11/07/2014 04:05 EST | Updated 01/07/2015 05:59 EST

Oak trees returning to Toomer's Corner in Auburn after 2010 poisoning by Alabama fan

AUBURN, Ala. - Oak trees will soon return to Toomer's Corner in Auburn to replace those poisoned by an Alabama fan, but the tradition of rolling the oaks with toilet paper will have to wait at least a year.

Auburn University officials announced Friday that two live oak trees about 35 feet tall will be planted at the intersection of College Street and Magnolia Avenue on Feb. 16.

The iconic oaks that previously stood there were poisoned by Alabama fan Harvey Updyke Jr. after the 2010 Iron Bowl and had to be removed. Updyke spent six months in jail.

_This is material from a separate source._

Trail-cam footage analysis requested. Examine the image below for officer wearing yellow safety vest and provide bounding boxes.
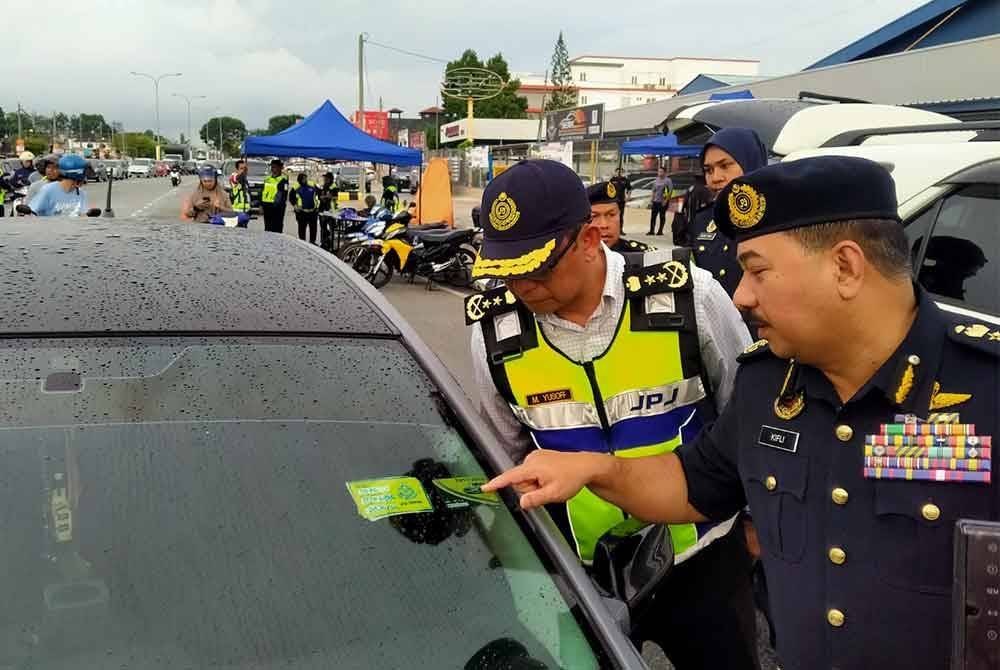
[465,160,758,670]
[260,158,288,233]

For many years, Auburn fans celebrated sports victories by throwing toilet paper into the trees.

The new trees are coming from a MeadWestvaco nursery in Ehrhardt, South Carolina. The university said rolling of the trees will not be allowed for at least a year to allow them to acclimate to their new environment and establish roots.

"By planting mature oaks, we hope to be able to resume the rolling tradition much sooner than we could if we planted younger trees," said Dan King, the university's assistant vice-president for facilities management.

Trees grown from acorns from the original Toomer's Corner oaks are going to be planted nearby. Auburn trustees approved a plan Friday to install 30 of the live oaks along a new brick walkway that will connect Samford Hall to Toomer's Corner.

The trees are 12 years old and about 15 feet tall. Work on the walkway will begin in the spring and the project should be completed in late 2016.

Officials have not released a final price tag for the removal and replacement of the old oaks.

Auburn's forestry program planted the Toomer's Corner acorns in anticipation of having them as replacements if anything happened to the original oaks. Forestry professor Scott Enebak said, "The offspring trees are too small to go on the corner, but I'm pleased they'll be planted in Samford Park where their parents stood for more than 80 years."